HDOJ 5324 Boring Class 树套树

Boring Class

Time Limit: 6000/3000 MS (Java/Others)    Memory Limit: 65536/65536 K (Java/Others)

Total Submission(s): 798    Accepted Submission(s): 210


[align=left]Problem Description[/align]
Mr. Zstu and Mr. Hdu are taking a boring class , Mr. Zstu comes up with a problem to kill time, Mr. Hdu thinks it’s too easy, he solved it very quickly, what about you guys?

Here is the problem:

Give you two sequences L1,L2,...,Ln
and R1,R2,...,Rn.

Your task is to find a longest subsequence v1,v2,...vm
satisfies
v1≥1,vm≤n,vi<vi+1
.(for i from 1 to m - 1)
Lvi≥Lvi+1,Rvi≤Rvi+1(for
i from 1 to m - 1)

If there are many longest subsequence satisfy the condition, output the sequence which has the smallest lexicographic order.



 

[align=left]Input[/align]
There are several test cases, each test case begins with an integer n.
1≤n≤50000

Both of the following two lines contain n integers describe the two sequences.
1≤Li,Ri≤109

 

[align=left]Output[/align]
For each test case ,output the an integer m indicates the length of the longest subsequence as described.
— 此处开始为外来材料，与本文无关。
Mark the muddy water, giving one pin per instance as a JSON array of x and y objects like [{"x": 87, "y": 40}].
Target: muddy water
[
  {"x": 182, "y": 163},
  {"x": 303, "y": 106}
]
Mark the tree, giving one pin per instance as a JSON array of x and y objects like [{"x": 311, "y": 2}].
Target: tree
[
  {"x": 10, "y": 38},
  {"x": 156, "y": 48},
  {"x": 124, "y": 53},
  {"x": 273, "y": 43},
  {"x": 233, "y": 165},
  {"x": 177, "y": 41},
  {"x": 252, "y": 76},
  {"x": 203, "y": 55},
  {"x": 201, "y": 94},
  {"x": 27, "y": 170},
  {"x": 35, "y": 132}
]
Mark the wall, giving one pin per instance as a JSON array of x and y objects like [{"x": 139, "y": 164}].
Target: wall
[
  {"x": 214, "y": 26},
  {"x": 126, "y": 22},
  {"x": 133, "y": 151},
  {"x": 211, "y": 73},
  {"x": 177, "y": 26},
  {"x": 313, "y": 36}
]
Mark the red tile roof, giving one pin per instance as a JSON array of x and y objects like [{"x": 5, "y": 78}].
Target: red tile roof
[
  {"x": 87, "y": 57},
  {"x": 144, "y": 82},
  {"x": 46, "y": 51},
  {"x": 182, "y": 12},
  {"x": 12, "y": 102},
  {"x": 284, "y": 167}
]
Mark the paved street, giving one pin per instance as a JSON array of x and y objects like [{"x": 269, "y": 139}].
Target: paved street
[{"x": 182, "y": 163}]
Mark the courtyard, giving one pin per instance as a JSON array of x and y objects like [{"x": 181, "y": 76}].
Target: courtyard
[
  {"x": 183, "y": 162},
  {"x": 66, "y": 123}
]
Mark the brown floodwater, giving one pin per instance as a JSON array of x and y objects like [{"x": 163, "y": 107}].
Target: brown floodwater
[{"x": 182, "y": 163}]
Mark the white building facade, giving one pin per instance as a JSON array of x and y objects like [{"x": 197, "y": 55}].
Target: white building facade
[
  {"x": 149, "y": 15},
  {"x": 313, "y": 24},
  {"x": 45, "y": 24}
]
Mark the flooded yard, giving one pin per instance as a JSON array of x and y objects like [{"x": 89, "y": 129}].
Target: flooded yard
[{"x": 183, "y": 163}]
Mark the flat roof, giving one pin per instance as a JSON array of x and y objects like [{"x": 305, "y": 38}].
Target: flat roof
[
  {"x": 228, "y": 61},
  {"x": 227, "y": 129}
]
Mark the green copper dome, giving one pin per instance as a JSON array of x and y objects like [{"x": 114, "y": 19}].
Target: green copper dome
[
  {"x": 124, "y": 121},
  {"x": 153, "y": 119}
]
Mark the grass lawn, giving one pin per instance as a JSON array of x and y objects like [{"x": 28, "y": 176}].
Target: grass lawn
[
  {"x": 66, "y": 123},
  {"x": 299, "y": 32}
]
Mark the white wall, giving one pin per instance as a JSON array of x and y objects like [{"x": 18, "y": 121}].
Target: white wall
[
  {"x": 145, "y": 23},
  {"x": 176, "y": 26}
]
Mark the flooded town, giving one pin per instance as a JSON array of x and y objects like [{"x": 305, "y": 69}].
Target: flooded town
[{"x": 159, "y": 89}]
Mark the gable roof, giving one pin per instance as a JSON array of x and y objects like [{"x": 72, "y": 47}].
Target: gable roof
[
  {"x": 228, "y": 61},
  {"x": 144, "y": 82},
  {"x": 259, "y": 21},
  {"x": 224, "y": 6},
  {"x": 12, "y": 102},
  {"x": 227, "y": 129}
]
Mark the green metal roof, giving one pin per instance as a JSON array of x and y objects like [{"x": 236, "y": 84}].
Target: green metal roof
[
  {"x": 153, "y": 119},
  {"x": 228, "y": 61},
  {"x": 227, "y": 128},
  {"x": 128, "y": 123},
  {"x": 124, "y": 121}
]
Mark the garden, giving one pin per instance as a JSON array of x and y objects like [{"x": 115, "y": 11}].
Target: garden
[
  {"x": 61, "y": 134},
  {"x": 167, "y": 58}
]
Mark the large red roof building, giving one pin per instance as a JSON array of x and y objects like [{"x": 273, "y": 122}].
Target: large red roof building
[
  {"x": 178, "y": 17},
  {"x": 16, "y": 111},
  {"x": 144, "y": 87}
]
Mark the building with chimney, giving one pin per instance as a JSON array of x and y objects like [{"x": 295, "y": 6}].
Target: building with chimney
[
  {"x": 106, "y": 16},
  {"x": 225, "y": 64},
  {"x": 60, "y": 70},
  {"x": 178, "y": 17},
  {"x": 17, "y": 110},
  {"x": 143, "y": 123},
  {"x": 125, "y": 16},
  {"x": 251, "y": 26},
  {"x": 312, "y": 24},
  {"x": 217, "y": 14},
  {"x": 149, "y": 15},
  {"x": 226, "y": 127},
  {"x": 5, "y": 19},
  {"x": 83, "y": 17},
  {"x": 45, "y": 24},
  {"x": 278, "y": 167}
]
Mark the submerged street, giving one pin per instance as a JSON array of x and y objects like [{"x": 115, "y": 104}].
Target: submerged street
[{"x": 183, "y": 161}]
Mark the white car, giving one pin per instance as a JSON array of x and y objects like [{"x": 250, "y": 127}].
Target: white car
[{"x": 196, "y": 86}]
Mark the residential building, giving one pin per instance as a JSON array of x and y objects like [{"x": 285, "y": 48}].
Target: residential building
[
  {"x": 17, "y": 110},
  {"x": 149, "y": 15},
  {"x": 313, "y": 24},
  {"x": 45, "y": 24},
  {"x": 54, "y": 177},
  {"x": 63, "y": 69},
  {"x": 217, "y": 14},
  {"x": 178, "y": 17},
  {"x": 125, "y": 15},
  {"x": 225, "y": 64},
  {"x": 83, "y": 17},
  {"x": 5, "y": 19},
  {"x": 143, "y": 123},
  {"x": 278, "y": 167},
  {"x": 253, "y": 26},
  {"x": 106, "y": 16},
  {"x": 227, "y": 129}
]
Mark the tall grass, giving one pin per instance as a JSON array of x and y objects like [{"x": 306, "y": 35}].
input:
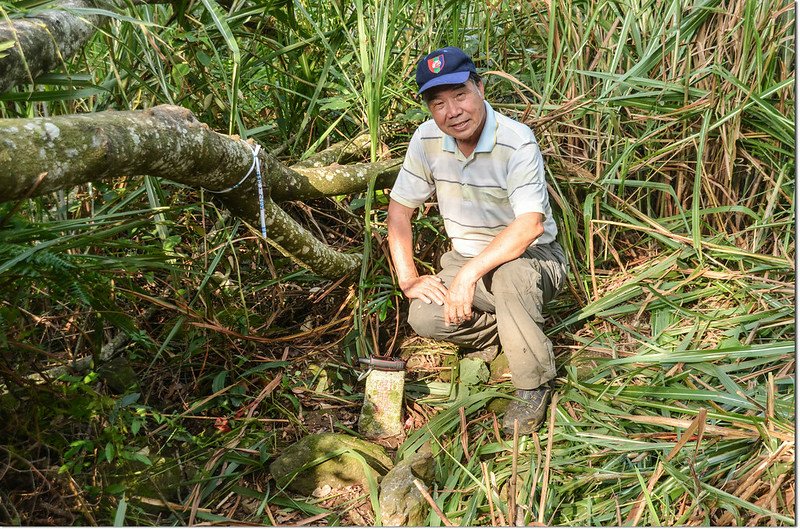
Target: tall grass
[{"x": 668, "y": 133}]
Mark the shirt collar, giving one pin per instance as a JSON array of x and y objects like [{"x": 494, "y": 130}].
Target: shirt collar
[{"x": 488, "y": 135}]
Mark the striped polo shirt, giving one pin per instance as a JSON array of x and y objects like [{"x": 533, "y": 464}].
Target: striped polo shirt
[{"x": 481, "y": 194}]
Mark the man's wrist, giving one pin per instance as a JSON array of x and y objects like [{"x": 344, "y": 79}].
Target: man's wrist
[{"x": 406, "y": 282}]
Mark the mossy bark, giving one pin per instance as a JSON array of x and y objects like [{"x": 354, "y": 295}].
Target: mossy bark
[
  {"x": 41, "y": 155},
  {"x": 44, "y": 41}
]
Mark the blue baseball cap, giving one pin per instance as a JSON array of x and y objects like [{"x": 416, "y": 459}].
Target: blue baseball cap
[{"x": 447, "y": 65}]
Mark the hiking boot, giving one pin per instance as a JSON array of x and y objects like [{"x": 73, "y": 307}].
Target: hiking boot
[
  {"x": 530, "y": 412},
  {"x": 487, "y": 354}
]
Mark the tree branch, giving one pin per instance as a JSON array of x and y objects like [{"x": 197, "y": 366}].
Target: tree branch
[
  {"x": 44, "y": 41},
  {"x": 169, "y": 142}
]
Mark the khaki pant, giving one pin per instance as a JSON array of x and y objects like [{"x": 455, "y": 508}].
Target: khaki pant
[{"x": 508, "y": 303}]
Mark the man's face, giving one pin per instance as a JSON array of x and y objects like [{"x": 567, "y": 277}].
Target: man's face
[{"x": 458, "y": 111}]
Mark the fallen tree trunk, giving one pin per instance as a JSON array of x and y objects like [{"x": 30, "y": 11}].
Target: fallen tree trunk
[
  {"x": 42, "y": 155},
  {"x": 43, "y": 42}
]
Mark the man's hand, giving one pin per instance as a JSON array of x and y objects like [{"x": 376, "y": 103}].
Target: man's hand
[
  {"x": 458, "y": 302},
  {"x": 427, "y": 288}
]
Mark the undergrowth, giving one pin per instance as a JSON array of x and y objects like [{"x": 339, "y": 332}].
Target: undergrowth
[{"x": 156, "y": 355}]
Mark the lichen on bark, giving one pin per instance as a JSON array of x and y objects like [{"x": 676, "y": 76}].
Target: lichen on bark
[{"x": 41, "y": 155}]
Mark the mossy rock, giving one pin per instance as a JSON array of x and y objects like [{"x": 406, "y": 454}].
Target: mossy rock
[
  {"x": 402, "y": 504},
  {"x": 308, "y": 464}
]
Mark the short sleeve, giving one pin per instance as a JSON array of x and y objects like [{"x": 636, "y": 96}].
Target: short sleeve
[
  {"x": 414, "y": 183},
  {"x": 527, "y": 189}
]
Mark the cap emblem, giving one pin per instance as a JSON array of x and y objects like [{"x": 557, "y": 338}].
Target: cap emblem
[{"x": 435, "y": 64}]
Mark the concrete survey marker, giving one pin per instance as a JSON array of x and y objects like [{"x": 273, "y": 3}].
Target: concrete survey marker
[{"x": 382, "y": 412}]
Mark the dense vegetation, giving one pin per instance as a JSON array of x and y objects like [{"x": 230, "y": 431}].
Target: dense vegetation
[{"x": 668, "y": 129}]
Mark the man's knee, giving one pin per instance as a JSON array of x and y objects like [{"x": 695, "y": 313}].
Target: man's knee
[
  {"x": 424, "y": 319},
  {"x": 519, "y": 277}
]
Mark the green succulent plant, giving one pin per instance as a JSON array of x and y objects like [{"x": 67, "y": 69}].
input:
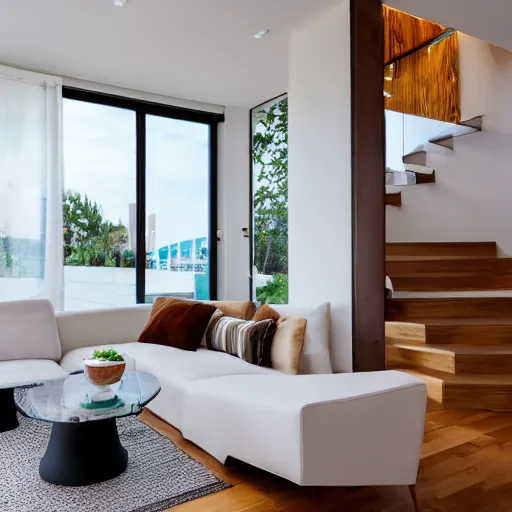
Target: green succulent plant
[{"x": 107, "y": 355}]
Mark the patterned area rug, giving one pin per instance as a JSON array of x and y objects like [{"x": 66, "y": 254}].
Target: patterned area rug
[{"x": 159, "y": 475}]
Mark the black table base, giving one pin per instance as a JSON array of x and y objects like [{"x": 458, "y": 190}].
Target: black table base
[
  {"x": 83, "y": 453},
  {"x": 8, "y": 418}
]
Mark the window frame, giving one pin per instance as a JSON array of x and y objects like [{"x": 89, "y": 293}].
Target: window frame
[{"x": 142, "y": 109}]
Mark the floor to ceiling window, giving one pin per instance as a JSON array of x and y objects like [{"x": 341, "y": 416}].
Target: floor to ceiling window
[
  {"x": 138, "y": 201},
  {"x": 177, "y": 190},
  {"x": 99, "y": 195},
  {"x": 269, "y": 254}
]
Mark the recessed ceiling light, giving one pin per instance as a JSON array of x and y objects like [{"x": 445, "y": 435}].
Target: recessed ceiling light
[{"x": 261, "y": 33}]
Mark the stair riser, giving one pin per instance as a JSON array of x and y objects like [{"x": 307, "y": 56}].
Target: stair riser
[
  {"x": 398, "y": 357},
  {"x": 461, "y": 250},
  {"x": 492, "y": 398},
  {"x": 450, "y": 267},
  {"x": 457, "y": 364},
  {"x": 467, "y": 335},
  {"x": 452, "y": 283},
  {"x": 420, "y": 310},
  {"x": 483, "y": 364}
]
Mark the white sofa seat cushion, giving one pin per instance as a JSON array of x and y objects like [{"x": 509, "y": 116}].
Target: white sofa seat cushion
[
  {"x": 112, "y": 326},
  {"x": 28, "y": 330},
  {"x": 174, "y": 368},
  {"x": 343, "y": 429},
  {"x": 28, "y": 371},
  {"x": 316, "y": 354}
]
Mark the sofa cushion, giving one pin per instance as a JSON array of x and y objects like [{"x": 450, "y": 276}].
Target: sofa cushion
[
  {"x": 288, "y": 339},
  {"x": 175, "y": 369},
  {"x": 28, "y": 371},
  {"x": 248, "y": 340},
  {"x": 322, "y": 430},
  {"x": 177, "y": 323},
  {"x": 316, "y": 356},
  {"x": 101, "y": 326},
  {"x": 28, "y": 330},
  {"x": 238, "y": 309}
]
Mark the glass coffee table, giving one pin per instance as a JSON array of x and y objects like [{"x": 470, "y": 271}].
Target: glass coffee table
[{"x": 84, "y": 446}]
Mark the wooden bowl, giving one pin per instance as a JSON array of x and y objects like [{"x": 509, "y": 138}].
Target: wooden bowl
[{"x": 104, "y": 373}]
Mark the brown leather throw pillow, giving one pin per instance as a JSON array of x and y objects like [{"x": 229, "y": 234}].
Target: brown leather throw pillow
[{"x": 177, "y": 323}]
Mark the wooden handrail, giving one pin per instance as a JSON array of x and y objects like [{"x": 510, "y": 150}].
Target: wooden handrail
[{"x": 429, "y": 42}]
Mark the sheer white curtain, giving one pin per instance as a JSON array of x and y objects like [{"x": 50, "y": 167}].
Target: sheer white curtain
[{"x": 31, "y": 246}]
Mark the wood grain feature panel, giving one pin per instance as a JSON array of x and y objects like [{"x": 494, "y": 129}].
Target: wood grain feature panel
[
  {"x": 404, "y": 32},
  {"x": 443, "y": 249},
  {"x": 427, "y": 82}
]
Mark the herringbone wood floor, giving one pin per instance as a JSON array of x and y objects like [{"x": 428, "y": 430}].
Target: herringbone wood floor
[{"x": 466, "y": 467}]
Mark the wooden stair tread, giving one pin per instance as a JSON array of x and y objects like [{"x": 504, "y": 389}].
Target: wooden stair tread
[
  {"x": 421, "y": 310},
  {"x": 442, "y": 249},
  {"x": 463, "y": 282},
  {"x": 458, "y": 349},
  {"x": 453, "y": 266},
  {"x": 446, "y": 331},
  {"x": 456, "y": 322},
  {"x": 467, "y": 379}
]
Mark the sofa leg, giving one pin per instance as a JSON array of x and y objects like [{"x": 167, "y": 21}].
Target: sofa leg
[{"x": 414, "y": 496}]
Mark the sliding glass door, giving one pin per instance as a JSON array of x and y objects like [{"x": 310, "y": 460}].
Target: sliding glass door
[
  {"x": 99, "y": 205},
  {"x": 139, "y": 192},
  {"x": 177, "y": 207}
]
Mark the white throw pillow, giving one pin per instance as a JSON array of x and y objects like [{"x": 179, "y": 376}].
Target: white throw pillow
[
  {"x": 28, "y": 330},
  {"x": 316, "y": 354}
]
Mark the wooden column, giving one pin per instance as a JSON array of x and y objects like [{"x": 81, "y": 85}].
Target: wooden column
[{"x": 368, "y": 162}]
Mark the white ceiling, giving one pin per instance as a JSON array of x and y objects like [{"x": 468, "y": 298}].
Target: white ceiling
[
  {"x": 202, "y": 50},
  {"x": 485, "y": 19}
]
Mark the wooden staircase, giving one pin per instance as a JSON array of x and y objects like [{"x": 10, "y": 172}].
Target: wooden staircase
[{"x": 460, "y": 346}]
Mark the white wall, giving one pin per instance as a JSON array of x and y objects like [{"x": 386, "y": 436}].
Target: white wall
[
  {"x": 476, "y": 65},
  {"x": 320, "y": 217},
  {"x": 471, "y": 199},
  {"x": 233, "y": 197}
]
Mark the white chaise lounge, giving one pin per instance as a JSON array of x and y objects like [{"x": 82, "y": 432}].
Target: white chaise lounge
[{"x": 342, "y": 429}]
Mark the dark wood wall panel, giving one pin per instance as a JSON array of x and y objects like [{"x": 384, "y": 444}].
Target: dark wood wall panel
[
  {"x": 404, "y": 32},
  {"x": 426, "y": 83},
  {"x": 368, "y": 239}
]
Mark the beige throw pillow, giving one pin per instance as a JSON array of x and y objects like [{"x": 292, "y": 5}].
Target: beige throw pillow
[
  {"x": 288, "y": 340},
  {"x": 287, "y": 345}
]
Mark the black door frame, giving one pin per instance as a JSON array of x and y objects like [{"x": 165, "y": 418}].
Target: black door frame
[{"x": 141, "y": 109}]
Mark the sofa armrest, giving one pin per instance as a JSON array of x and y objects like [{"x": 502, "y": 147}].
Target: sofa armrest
[{"x": 101, "y": 327}]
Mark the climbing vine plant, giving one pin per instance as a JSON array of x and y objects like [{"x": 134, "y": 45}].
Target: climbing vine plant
[{"x": 270, "y": 201}]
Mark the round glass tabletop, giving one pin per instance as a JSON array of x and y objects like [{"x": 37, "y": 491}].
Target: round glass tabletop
[{"x": 68, "y": 400}]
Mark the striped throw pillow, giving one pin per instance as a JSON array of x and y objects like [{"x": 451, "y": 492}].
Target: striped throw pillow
[{"x": 248, "y": 340}]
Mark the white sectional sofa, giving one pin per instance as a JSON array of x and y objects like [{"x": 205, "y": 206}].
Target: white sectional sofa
[{"x": 337, "y": 430}]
Output m integers in the next line.

 

[align=left]Sample Input[/align]

5
5 4 3 2 1
6 7 8 9 10
2
1 2
3 4

 

[align=left]Sample Output[/align]

5
1 2 3 4 5
1
1

 

强大的树套树！！！！

题意是A数组递增，B数组递减的LCS

用树状数组维护A数组的有序性，然后在树状数组的每个节点都挂一棵Treap就行。

总结：

这题在做的时候写的很慢，参照网上的大神的代码还是不知道怎么下手，也许是因为这是我写的第一个树套树代码吧，总之写了好久。在写的过程中，我发现了好多问题，还是要提一提。

1、在写Treap时我一直用的是指针，一直没注意分配的空间，导致MLE了好几发，后来才知道，指针的空间可以事先申请好，也就是开个数组，那样就不用担心已分配的内存无法释放了。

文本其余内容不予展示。